Читаем Клеопатра полностью

Кроме того, между нею и Цицероном стоял (хотя она этого не знала) умерший Катон. Смерть Катона глубоко опечалила оратора, тогда как царицу бесконечно обрадовала, удовлетворив ее жажду мести; а между тем речь шла о поистине героическом самоубийстве: запертый в цитадели Утика, этот верный адепт стоической философии предпочел погибнуть от собственного меча, лишь бы не попасть в руки Цезарю.

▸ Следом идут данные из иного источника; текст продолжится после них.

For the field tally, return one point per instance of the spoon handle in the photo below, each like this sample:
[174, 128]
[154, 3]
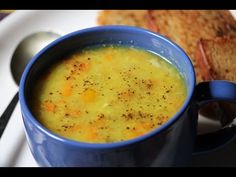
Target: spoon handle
[7, 114]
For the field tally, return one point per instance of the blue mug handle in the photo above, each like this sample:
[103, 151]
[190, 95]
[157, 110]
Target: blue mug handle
[208, 92]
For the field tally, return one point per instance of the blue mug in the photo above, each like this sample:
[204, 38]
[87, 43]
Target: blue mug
[172, 144]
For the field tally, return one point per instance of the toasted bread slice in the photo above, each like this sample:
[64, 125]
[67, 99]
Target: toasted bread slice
[216, 59]
[185, 27]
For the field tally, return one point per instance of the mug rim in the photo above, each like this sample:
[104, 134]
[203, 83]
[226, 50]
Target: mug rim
[29, 116]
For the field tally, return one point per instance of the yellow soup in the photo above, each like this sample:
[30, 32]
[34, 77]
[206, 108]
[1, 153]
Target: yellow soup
[108, 94]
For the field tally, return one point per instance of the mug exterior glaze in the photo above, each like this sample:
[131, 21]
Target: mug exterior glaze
[172, 144]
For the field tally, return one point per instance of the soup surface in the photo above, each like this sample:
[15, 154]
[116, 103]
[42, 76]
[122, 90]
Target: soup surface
[108, 94]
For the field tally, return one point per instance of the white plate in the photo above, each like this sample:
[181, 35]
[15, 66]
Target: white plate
[13, 146]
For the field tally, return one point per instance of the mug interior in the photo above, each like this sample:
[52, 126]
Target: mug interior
[121, 35]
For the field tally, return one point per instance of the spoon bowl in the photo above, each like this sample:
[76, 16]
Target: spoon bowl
[27, 48]
[24, 51]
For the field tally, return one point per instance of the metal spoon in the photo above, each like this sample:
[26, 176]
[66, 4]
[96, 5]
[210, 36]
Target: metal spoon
[24, 51]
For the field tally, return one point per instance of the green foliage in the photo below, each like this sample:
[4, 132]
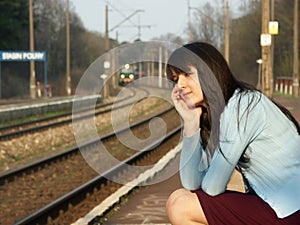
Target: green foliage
[13, 24]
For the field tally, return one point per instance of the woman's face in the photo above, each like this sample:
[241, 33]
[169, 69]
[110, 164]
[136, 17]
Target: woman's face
[189, 86]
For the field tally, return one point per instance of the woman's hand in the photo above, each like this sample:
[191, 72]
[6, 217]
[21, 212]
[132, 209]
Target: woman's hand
[187, 110]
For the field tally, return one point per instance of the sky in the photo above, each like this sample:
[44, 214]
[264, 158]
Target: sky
[154, 17]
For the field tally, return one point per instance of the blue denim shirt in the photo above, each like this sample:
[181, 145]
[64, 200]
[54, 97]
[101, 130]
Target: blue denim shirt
[268, 138]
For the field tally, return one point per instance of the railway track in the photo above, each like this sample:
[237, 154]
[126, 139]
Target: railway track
[45, 181]
[36, 125]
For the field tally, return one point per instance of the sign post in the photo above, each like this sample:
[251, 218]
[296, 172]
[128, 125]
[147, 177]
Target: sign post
[8, 56]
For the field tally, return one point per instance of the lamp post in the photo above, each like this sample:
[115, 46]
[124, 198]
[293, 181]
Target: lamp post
[32, 64]
[259, 62]
[68, 76]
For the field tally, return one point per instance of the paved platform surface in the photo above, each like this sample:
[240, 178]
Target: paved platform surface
[147, 206]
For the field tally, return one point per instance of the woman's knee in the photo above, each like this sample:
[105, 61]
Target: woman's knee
[175, 205]
[182, 206]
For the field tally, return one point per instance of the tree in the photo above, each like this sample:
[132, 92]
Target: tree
[14, 24]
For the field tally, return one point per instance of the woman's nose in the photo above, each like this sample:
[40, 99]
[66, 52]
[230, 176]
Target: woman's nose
[181, 81]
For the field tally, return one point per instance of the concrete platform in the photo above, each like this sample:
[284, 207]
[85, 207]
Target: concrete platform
[147, 205]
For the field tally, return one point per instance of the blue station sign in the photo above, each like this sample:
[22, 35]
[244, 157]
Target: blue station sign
[22, 56]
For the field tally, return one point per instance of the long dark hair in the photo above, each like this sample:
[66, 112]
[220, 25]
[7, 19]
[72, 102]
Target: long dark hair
[218, 85]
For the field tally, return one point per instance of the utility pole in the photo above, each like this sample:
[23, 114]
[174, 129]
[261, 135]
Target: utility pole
[107, 63]
[68, 77]
[32, 86]
[272, 50]
[226, 51]
[295, 49]
[265, 50]
[189, 21]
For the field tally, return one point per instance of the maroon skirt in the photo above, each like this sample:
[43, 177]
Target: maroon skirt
[234, 208]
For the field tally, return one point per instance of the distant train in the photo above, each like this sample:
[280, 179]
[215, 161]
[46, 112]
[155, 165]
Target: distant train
[127, 75]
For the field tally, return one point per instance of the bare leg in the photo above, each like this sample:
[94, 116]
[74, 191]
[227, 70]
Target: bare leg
[183, 207]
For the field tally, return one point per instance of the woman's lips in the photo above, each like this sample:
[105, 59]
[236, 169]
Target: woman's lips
[187, 93]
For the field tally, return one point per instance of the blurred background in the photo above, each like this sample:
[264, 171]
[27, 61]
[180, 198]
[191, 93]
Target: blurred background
[74, 33]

В глазах некоторых римских аристократов этот жест превратил Катона в мученика за дело Республики и (утраченной) свободы. Цезарь же, понятное дело, не признавал за погибшим подобного статуса; диктатор испытывал к Катону такую ненависть, что даже через несколько месяцев после смерти своего врага нашел время, чтобы написать на удивление злобный памфлет, само название коего, «Антикатон», в полной мере раскрывает его содержание.

Цицерон, следовательно, имел все основания полагать, что «пакт» между Цезарем и Клеопатрой был скреплен ненавистью, которую оба они питали к человеку, которого сам оратор считал героем, — к Катону. Цезарь, со своей стороны, сделал все, чтобы подкрепить такую точку зрения. Например, во время триумфа, посвященного его победе над Африкой, он с искренним удовольствием выставил напоказ тошнотворную картину, изображавшую, как Катон, после своего харакири, пожирает собственные внутренности; и Клеопатра не могла не увидеть в этом мстительный намек на не менее тошнотворный сеанс, который Катон когда-то устроил для бежавшего из Александрии Флейтиста, — знаменитый эпизод со стульчаком. Иными словами, любовники были согласны в том, что красная цена Катону — куча дерьма.

Захотел ли Цицерон, которому было известно, что царица прекрасно знает философию стоицизма и сама относится к смерти с таким же презрением, как стоики, побеседовать с ней о самоубийстве Катона? Или Клеопатра первой заговорила об этом со старым оратором? Обменялись ли они хоть какими-то словами по этому поводу? Скорее всего, нет: Цицерон слишком боялся Цезаря и хорошо знал, что благодаря своей сети тайных агентов — целой бригаде опытных негодяев, которые уже очень давно следят за друзьями и врагами диктатора, — Цезарь, как бы далеко он ни уехал из Рима, днем и ночью остается в курсе всего, что говорят и делают за его спиной. Что же касается Клеопатры, то она никогда не снисходила до споров с людьми, которых презирала.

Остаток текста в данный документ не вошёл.